Long before the Goodspeed, the Discovery and the Sarah Constant turned their prows into the waters of the James, able English writers were urging upon the nation the absolute necessity for colonial expansion. In 1584 the farseeing Hakluyt pointed out that the recent voyage of Sir Humphrey Gilbert had proved that "pitche, tarr, rosen, sope ashes" could be produced in America in great plenty, "yea, as it is thought, ynoughe to serve the whole realme."[1-8] Captain Christopher Carleill had the previous year made an effort to persuade the Muscovy Company to divert its energies toward America. Why remain under the power of the King of Denmark, he asked, or other princes who "command our shippes at their pleasure," when all the products of the Baltic regions were to be had from unoccupied territories which so easily could be placed under the English flag?
It has often been taken for granted that the statesmen and merchants of three centuries ago pursued always a mistaken and shortsighted economic policy. John Fiske assures us that even at the close of the Eighteenth century the barbarous superstitions of the Middle Ages concerning trade between nations still flourished with scarcely diminished vitality. Yet it requires but a cursory study of the theories and arguments of the Elizabethan economists to realize that they were men of ability and vision, that they knew what was needed and how to procure it, that they were nearer right than many have supposed. In fact, they acted upon sound economic principles a century and a half before Adam Smith formulated and expounded them.

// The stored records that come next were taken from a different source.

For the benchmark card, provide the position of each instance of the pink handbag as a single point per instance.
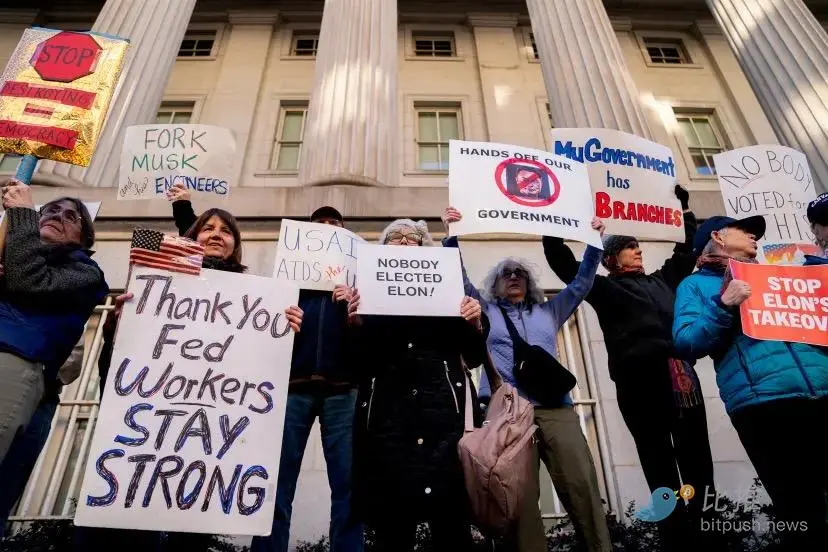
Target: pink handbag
(497, 458)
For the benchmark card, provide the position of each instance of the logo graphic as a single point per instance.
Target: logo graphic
(527, 182)
(663, 502)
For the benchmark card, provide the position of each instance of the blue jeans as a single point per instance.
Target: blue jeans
(336, 419)
(19, 462)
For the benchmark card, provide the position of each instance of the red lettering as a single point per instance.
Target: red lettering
(602, 208)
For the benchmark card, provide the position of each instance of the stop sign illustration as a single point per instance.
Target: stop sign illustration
(66, 57)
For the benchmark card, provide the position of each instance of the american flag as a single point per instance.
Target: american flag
(158, 250)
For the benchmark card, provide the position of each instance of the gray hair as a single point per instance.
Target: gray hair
(420, 226)
(534, 293)
(713, 248)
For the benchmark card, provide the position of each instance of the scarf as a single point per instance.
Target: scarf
(685, 381)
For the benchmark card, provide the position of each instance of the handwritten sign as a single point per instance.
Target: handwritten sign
(190, 427)
(504, 188)
(316, 256)
(408, 280)
(773, 181)
(156, 157)
(787, 303)
(633, 180)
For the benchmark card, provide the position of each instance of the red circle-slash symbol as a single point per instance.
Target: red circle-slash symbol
(529, 182)
(66, 57)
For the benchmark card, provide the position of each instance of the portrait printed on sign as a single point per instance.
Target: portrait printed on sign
(633, 180)
(506, 188)
(774, 181)
(190, 424)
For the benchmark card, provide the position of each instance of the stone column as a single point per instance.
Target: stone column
(155, 29)
(352, 130)
(586, 78)
(783, 51)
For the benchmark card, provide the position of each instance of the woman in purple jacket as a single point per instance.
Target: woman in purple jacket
(512, 287)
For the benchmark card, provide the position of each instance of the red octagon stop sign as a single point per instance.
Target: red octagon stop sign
(66, 57)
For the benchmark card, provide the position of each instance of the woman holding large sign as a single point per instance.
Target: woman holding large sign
(410, 416)
(51, 286)
(517, 312)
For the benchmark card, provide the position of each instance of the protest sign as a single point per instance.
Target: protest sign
(633, 180)
(504, 188)
(787, 303)
(55, 92)
(773, 181)
(409, 281)
(156, 157)
(189, 432)
(316, 256)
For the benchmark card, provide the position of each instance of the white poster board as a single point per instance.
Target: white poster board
(409, 280)
(189, 432)
(316, 256)
(773, 181)
(156, 157)
(633, 180)
(504, 188)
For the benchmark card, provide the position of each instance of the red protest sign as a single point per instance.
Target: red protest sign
(66, 57)
(787, 303)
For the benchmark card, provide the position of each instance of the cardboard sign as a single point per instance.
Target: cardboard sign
(633, 180)
(787, 303)
(409, 280)
(504, 188)
(156, 157)
(773, 181)
(190, 428)
(316, 256)
(55, 92)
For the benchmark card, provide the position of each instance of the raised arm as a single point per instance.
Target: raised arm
(183, 212)
(565, 302)
(682, 262)
(702, 324)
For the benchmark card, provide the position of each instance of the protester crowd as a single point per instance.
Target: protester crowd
(394, 396)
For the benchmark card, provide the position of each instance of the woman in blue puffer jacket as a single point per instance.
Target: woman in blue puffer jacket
(511, 286)
(775, 392)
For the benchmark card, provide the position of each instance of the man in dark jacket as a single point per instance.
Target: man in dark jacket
(321, 386)
(658, 392)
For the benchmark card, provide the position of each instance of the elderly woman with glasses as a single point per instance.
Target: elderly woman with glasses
(49, 288)
(511, 290)
(410, 416)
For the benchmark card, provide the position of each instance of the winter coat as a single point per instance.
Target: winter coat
(50, 292)
(319, 351)
(411, 414)
(536, 324)
(748, 371)
(635, 311)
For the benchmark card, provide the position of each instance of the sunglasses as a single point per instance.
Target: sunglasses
(67, 215)
(517, 272)
(397, 237)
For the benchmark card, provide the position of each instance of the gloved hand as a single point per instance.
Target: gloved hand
(683, 196)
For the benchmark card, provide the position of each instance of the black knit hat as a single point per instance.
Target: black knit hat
(613, 245)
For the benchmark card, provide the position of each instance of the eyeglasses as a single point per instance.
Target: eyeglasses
(517, 271)
(68, 215)
(397, 237)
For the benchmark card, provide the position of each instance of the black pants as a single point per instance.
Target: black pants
(447, 535)
(673, 449)
(785, 441)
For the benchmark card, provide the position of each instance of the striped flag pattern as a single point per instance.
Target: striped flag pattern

These men realized keenly that England's safety demanded a larger measure of economic independence and they pointed out what seemed to be the only available means of securing it. Since her forests upon which her prosperity in the past had been so largely based, were nearing the point of exhaustion, she must expand to embrace new lands where the virgin growth of trees stood untouched. If this is barbarous, then the recent efforts of Italy to gain an independent coal supply, of Great Britain to get control of various oil fields, of the United States to build up a dye industry, are all likewise barbarous. In fact the world today in matters of economic policy has by no means gotten away from the conceptions of the men whose able writings cleared the way for the beginning of the British colonial empire.
But it must not be supposed that England in this matter was concerned only for her supply of naval stores, potash and pig iron. There were other products, not so vital it is true, but still important, which she was forced to seek abroad. From the south of Europe came salt, sugar, wine, silk, fruits; from the Far East saltpetre and dyes, together with spices for making palatable the winter's stock of food; from Holland came fish, from France wine and silk. And as in the Baltic, so elsewhere the merchants of London and Bristol and Plymouth found their activities resented and their efforts blocked and thwarted.